Rage is becoming part of our daily routine
THERE’S road rage, trolley-rage, surf-rage, cyber-rage, and the rising rage and violence in our schools. It’s a sign respect is eroding, and teachers are bearing the brunt, writes Karen Brooks.
FOR years, reports about violence towards teachers have been growing.
Last week, another surfaced which revealed that in the last twelve months, teaching and allied staff in public schools in Queensland have submitted 359 WorkCover claims. This is an increase of 55 incidents from the previous year.
Occurrences include students throwing chairs at teachers, punching them, tackling them to the ground, threatening physical violence and hurling abuse.
But it’s not just students engaging in these types of aggressive behaviours. Parents, once the backbone that supported the school body, are making threats, engaging in physical altercations and — instead of supporting staff when their children behave badly — are more likely to defend their little bully.
What is at the heart of this terrible rise in violence — not only from students but parents as well?
The key would have to be the decline of respect.
This is why the Queensland Government launched the “Respect our staff, respect our school” campaign in an effort to manage how disagreements and conflict can be best handled. Prioritising the safety of students and staff, the campaign emphasises civil communication and discussing with children and teachers any incidents that may arise.
Implicit in the information is for parents not to jump to conclusions, to bring to school authorities and teachers’ attention anything that may impact upon a child’s wellbeing (whether that be bullying, poor grades, inability of parents to meet school fees etc) and basically not to let any issue fester.
This is all well and good, but it can only work if there’s respect for the institution and those working in it — ie the teachers — in the first place. If there is a willingness to have an open mind and not assume that your child is always in the right. To deal with issues like reasoned adults.
The erosion of respect for the education profession is an ongoing community-wide issue. I’ve written about this before, but unless we do something this kind of violence and disregard for rules and a teacher’s authority will only increase.
Discussing respect with Sue Knight, a dedicated and popular teacher who has been working in the system for 40 years, she acknowledges that while most of her teaching days are “calmness and delight”, there have been terrible moments.
Not only was Sue the victim of a chair attack years ago (she intervened when one boy went to harm another and she was injured), but she’s borne witness to the shift in attitudes towards the teaching profession and the decline of support from a minority of vocal parents. She has seen the propensity of some to blindly defend their kids, be apathetic and/or make unreasonable demands — even when their child is clearly at fault — and the growing sense of entitlement in children undermining teachers, education and school rules can bring about.
Sue says, “Lack of community respect fuels the problem, but honestly, I place a lot of the blame with the students because so many of them lack empathy, are dangerous keyboard warriors and are egocentric and vengeful. Teachers are seen as easy targets and, sadly, a lot of kids’ parents can’t control them.”
And this is before she discusses the broader issue of rage.
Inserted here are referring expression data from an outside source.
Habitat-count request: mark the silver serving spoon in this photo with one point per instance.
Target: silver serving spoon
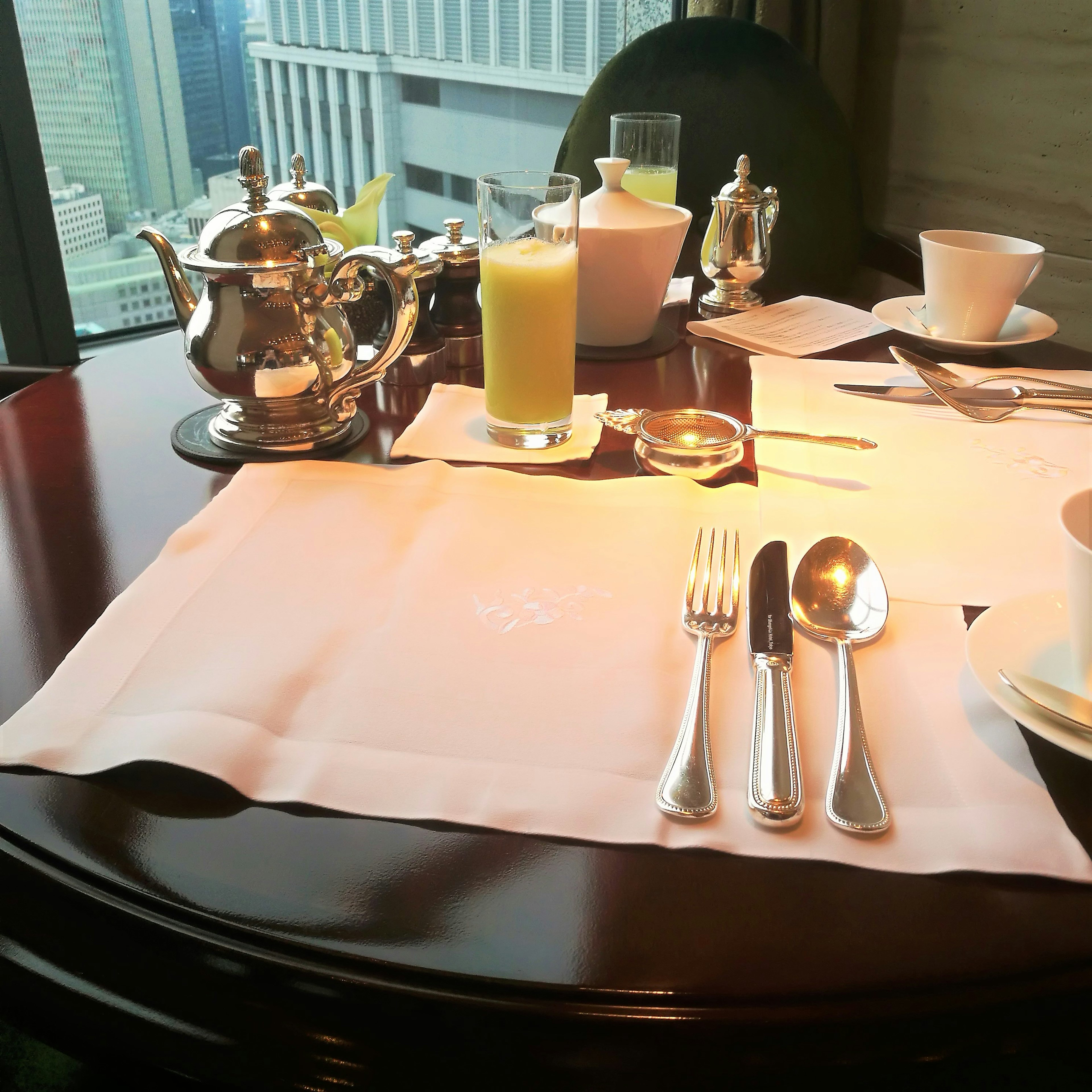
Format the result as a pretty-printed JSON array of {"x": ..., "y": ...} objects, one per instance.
[
  {"x": 943, "y": 382},
  {"x": 630, "y": 421},
  {"x": 839, "y": 595}
]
Rage is gradually being normalised in everyday interactions (road rage, trolley-rage, surf-rage, never mind cyber-rage) and bleeding into schools. Is it any wonder our kids mimic adult behaviour — especially if it gets the desired reaction?
Schools now have to deal with parent-rage, whether it’s over dropping kids off, grades, fees, an instruction from a teacher, bullying, et cetera.
Students witness this all the time — and at home. The adults in their life behaving badly and, worse, getting results. Parents are no longer just squeaky wheels or standing by their kids to ensure justice is served, they’re overbearing, loud bodyguards, eradicating any sense of respect, responsibility or consequences and using intimidation to get the outcome they want.
We hear it all the time, but it’s a truism: respect must begin at home.
Unless a child sees their parents giving and receiving it, then it will have no value. Unless they see the things the Respect campaign advises in action — appreciating teachers, listening, keeping an open-mind and, let’s face it, being prepared to hear your child isn’t always perfect and smart — then why would they embrace it?
We can only improve our schools by acknowledging what’s going wrong and being willing to change. Violence in any form is the problem, not the answer.
No school is perfect, but teachers try to help make our kids the best they can be. Let’s at least start by giving them both credit for that and the respect such a noble aspiration deserves.
Dr Karen Brooks is an honorary senior research fellow at the University of Queensland.